El pobre San Lorenzo pasó un nuevo papelón, al ser humillado 5-0 por Libertad, quien no tuvo piedad en su «Huerta». Uno más en una colección que ya resulta bochornosa, vergonzosa y cada vez más difícil de justificar. Lo de este equipo dejó de ser una mala racha hace tiempo; hoy es directamente un reflejo patético de un club que supo pelear con dignidad para volver a Primera y que ahora parece empeñado en regalar todo ese esfuerzo.
Por Sergio Velázquez
Porque no se trata solo del resultado. Se trata de cómo se pierde. De la falta de reacción, de la desconexión total entre líneas, de la fragilidad defensiva que ya ni sorprende y de una impotencia ofensiva que desespera. El equipo entra a la cancha como si el golpe fuera inevitable, como si competir fuera opcional. Y eso, para una institución con historia, es inadmisible.

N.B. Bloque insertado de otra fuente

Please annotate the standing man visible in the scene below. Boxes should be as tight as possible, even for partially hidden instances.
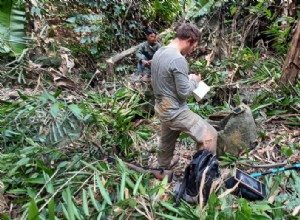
[151,23,217,169]
[136,28,161,82]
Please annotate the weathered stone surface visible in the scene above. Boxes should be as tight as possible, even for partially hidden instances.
[213,105,257,156]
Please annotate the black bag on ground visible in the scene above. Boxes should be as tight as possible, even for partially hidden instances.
[176,150,219,205]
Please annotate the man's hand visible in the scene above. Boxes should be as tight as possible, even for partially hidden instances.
[190,74,201,82]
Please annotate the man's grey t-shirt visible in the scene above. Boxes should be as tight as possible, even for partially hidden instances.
[151,46,197,121]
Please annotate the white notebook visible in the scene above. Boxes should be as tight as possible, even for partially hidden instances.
[193,81,210,102]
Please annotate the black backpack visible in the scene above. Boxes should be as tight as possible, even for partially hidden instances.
[176,150,219,205]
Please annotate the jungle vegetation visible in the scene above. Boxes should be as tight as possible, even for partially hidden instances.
[0,0,300,220]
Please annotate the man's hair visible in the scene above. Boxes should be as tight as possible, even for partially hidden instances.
[145,28,156,36]
[175,23,201,43]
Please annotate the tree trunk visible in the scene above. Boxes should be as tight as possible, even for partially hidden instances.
[280,20,300,85]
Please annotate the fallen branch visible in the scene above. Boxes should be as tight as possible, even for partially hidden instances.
[106,29,171,74]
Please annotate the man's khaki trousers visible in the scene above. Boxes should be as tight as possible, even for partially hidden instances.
[158,110,217,168]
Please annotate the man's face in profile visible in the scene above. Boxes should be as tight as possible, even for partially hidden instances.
[147,33,156,45]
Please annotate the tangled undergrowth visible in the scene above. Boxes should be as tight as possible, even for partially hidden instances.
[0,43,300,219]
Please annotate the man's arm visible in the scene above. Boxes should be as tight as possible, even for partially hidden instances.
[136,43,145,62]
[171,58,198,99]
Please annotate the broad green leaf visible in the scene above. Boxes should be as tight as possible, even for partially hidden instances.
[82,189,90,216]
[28,199,40,220]
[96,173,112,205]
[68,104,83,120]
[133,174,144,196]
[155,212,185,220]
[43,172,54,194]
[50,103,60,118]
[48,198,55,220]
[89,186,100,212]
[0,0,26,55]
[120,172,126,200]
[62,187,75,220]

Lo más doloroso es el contraste. Este es el mismo club que hace poco luchaba cada pelota como si fuera la última, que construyó su regreso desde abajo, sin atajos ni favores. Nadie le regaló nada a San Lorenzo. Y sin embargo, hoy es el propio equipo el que regala prestigio, puntos y respeto cada fin de semana. ¡Qué manera de dilapidar todo!

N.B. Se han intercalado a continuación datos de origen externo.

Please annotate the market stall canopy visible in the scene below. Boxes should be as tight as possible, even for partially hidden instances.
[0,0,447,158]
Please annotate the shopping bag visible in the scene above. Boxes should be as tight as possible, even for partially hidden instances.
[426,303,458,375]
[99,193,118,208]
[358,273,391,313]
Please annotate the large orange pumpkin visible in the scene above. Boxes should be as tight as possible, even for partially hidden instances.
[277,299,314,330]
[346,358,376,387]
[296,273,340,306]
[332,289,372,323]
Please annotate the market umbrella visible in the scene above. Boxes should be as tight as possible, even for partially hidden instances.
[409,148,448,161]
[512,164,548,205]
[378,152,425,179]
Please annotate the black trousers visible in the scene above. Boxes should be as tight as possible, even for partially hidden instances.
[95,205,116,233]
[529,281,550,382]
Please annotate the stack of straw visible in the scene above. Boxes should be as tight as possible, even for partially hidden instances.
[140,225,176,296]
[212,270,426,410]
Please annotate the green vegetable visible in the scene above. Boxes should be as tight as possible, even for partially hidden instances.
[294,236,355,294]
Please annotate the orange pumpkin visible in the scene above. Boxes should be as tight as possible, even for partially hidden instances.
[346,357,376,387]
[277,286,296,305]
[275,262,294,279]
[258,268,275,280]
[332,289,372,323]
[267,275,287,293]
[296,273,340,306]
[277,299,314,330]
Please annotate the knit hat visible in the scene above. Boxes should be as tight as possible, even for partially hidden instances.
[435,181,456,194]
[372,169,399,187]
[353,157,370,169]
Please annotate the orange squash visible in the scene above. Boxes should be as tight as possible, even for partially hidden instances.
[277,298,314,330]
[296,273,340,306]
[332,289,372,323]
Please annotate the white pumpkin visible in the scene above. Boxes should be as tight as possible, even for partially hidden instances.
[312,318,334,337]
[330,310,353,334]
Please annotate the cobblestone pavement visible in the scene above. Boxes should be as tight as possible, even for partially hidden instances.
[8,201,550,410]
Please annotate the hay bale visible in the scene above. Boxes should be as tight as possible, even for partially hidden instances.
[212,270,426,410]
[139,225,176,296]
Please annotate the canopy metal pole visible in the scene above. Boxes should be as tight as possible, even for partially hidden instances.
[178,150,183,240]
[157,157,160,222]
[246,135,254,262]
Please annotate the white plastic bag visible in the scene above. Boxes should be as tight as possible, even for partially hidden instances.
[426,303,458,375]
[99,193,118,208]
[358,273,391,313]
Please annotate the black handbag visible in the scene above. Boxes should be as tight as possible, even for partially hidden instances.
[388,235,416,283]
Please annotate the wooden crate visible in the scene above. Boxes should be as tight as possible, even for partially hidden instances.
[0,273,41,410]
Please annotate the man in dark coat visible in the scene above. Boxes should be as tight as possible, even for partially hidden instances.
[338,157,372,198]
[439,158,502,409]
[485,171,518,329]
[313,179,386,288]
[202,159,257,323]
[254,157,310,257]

El balance es alarmante y no admite maquillaje: una seguidilla de derrotas que se acumulan sin freno, una cantidad de goles en contra que expone todas las falencias estructurales y una cosecha de puntos que apenas sirve para maquillar una campaña que se cae a pedazos. Fecha tras fecha, el equipo se supera… pero en lo negativo. Y eso ya no es casualidad, es tendencia.
Mientras tanto, la gente sigue. Acompaña, empuja, se ilusiona aunque le devuelvan muy poco. Esa fidelidad contrasta con la pobreza futbolística que se ve en la cancha. Porque si hay algo que este presente no tiene, es reciprocidad. El hincha está, pero el equipo no responde.

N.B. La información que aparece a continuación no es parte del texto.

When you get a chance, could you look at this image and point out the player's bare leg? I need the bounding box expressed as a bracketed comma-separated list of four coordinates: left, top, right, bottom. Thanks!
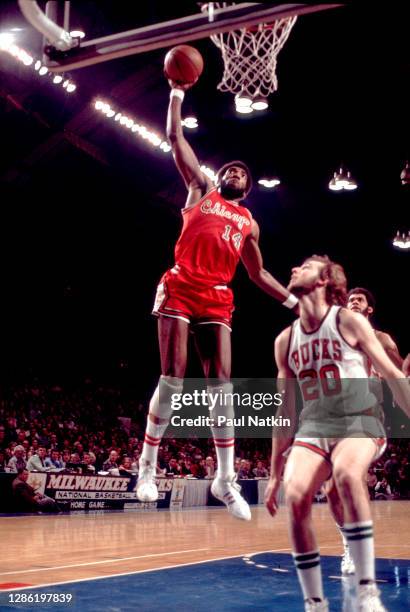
[195, 324, 251, 521]
[332, 438, 385, 612]
[137, 315, 188, 502]
[284, 446, 331, 612]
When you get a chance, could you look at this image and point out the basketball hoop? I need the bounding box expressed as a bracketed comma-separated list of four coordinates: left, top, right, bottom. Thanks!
[201, 2, 297, 103]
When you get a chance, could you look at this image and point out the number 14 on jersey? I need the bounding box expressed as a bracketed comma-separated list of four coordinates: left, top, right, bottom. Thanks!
[222, 225, 242, 251]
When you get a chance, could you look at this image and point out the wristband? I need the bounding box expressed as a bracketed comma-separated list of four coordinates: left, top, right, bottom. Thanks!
[169, 87, 185, 102]
[282, 293, 299, 308]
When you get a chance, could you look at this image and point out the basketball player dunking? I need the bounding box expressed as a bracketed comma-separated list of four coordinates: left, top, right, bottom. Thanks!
[265, 256, 410, 612]
[324, 287, 409, 575]
[137, 76, 297, 520]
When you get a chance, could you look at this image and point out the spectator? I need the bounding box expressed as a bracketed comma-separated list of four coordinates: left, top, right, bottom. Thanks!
[252, 461, 269, 478]
[83, 453, 95, 474]
[7, 444, 27, 474]
[374, 478, 392, 499]
[44, 450, 64, 469]
[179, 459, 192, 476]
[26, 446, 47, 472]
[238, 459, 253, 480]
[103, 450, 119, 476]
[166, 458, 181, 476]
[12, 468, 61, 513]
[119, 456, 133, 476]
[61, 448, 71, 467]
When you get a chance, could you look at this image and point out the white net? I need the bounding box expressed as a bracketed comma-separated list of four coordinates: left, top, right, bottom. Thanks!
[203, 2, 297, 98]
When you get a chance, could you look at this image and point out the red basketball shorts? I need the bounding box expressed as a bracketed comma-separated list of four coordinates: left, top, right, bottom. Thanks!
[152, 268, 234, 331]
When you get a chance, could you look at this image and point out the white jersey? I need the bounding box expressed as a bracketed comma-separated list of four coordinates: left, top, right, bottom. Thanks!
[288, 306, 380, 437]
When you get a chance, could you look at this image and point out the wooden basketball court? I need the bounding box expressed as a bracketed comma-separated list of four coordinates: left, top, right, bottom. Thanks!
[0, 501, 410, 590]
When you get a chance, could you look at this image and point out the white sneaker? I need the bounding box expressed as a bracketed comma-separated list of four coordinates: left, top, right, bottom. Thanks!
[340, 546, 356, 576]
[358, 584, 387, 612]
[305, 599, 329, 612]
[211, 474, 251, 521]
[136, 461, 158, 502]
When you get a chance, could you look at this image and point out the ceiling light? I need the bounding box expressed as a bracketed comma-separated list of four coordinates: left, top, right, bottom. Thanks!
[235, 94, 252, 108]
[258, 178, 280, 189]
[70, 30, 85, 38]
[182, 117, 198, 130]
[344, 172, 357, 191]
[0, 32, 14, 51]
[252, 98, 269, 110]
[236, 106, 253, 115]
[400, 161, 410, 185]
[329, 167, 357, 191]
[393, 231, 410, 250]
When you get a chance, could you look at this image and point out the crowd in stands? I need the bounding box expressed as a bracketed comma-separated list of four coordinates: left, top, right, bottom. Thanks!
[0, 381, 410, 499]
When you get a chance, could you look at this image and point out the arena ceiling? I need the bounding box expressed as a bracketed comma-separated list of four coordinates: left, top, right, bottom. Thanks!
[0, 0, 410, 376]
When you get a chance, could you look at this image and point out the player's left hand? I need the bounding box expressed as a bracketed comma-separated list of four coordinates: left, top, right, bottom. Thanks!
[402, 353, 410, 376]
[168, 79, 195, 91]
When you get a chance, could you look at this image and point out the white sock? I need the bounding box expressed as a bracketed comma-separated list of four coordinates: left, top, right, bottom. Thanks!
[292, 550, 323, 600]
[140, 376, 183, 465]
[208, 383, 235, 480]
[343, 521, 376, 584]
[337, 525, 349, 548]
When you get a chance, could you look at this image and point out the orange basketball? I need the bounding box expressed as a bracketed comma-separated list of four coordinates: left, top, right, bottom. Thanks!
[164, 45, 204, 84]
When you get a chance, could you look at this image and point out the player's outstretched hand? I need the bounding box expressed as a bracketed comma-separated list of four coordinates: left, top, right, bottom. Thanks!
[168, 79, 195, 91]
[265, 478, 280, 516]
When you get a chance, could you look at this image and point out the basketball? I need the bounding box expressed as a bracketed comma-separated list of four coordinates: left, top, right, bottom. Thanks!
[164, 45, 204, 84]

Y lo más preocupante es que este camino tiene un destino claro. Uno que nadie quiere nombrar, pero que cada vez parece más inevitable si no hay un cambio drástico. Porque jugando así, compitiendo así —o mejor dicho, sin competir—, el desenlace está cantado.
Lo de ayer no fue solo una derrota. Fue otra muestra de un equipo que no está a la altura, que se ha vuelto sinónimo de frustración y que, tristemente, parece no tocar fondo nunca. Y eso, para San Lorenzo, ya es demasiado.